「病床拡充は限界…」コロナ対応医師がウェブ座談会 転院の円滑化、ホテル活用訴え 千葉大など県内4病院

新型コロナウイルス感染拡大の中、治療や医療体制の課題について意見を交わす医師ら
新型コロナウイルス感染拡大の中、治療や医療体制の課題について意見を交わす医師ら

 新型コロナウイルス感染拡大の「第5波」に直面する中、千葉大病院(千葉市中央区)など主に中等症以上の患者を受け入れている県内4病院の医師が、病院連携など現場の課題を話し合う座談会をオンラインで開いた。医師らは人員的にコロナ病床の拡充は限界に達していると指摘。転院調整の円滑化やホテル療養の拡充で病床を効率的に運用していく必要性を訴えた。

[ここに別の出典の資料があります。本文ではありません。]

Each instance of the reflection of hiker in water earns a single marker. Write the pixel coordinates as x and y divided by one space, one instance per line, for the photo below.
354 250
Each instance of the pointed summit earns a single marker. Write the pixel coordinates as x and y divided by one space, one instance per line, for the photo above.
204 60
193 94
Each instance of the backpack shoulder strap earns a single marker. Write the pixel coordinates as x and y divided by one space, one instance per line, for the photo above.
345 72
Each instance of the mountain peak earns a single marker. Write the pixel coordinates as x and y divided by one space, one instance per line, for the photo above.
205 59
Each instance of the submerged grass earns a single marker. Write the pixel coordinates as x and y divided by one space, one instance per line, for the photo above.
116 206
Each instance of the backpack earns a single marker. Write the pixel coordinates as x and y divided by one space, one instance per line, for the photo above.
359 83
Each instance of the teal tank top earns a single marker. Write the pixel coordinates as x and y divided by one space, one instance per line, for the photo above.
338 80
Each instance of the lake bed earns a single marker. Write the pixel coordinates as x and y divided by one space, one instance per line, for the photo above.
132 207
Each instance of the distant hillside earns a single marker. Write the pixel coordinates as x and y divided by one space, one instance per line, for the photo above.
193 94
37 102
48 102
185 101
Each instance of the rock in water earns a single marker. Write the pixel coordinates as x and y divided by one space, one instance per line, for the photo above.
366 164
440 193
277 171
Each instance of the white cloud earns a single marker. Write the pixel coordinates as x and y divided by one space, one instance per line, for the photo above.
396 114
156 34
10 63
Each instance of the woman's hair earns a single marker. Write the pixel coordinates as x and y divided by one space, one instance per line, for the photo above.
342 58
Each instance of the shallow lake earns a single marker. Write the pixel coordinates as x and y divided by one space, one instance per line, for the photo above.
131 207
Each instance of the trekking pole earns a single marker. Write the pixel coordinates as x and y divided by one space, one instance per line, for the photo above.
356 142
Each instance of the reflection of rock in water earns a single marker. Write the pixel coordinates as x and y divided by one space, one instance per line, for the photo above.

 参加したのは、同病院と県救急医療センター(同市美浜区)、成田赤十字病院(成田市)、国際医療福祉大学成田病院(同)の医師計6人。第4波までに比べて患者が低年齢化していることや、重症化が早いことなど現状を確認した。

 病床数については「医療の質を保ちつつ、これ以上の拡充は困難。病床利用を効率化すべき」「単に病床数を増やすだけの対応では限界にきている。病院間の連携が必要」と発言。患者の病状によっては迅速な転院が求められるとして「県が転院を調整している間に、急速に悪化する恐れがある。病院同士をネットワーク化して、やり取りしたほうが早い」と説明し、実際に県内の病院が立ち上げ稼働している情報共有ネットワークを紹介。同ネットには25医療機関、約60人の医師が加わっている。

 また、医師らは「第4波までは高齢の入院患者が多く、酸素投与の治療が終わっても自宅や施設に帰れない人が多かった。今は比較的若い世代の患者が多いため、症状が改善すれば自宅やホテルでの療養に切り替えることが可能」との見解を提示。家族がいる自宅は隔離期間中だと戻れないことから、新たな患者の病床を確保するため、ホテルのさらなる活用を要望した。

 ホテル療養の課題として挙がったのが、医療従事者や施設自体に加えて、移動手段の不足。さらに、患者退室後の部屋を清掃する業者も足りないため、新たな患者が入るまでに数日を要しているという。

 この他、投与する薬剤など治療方法についても意見を交わした。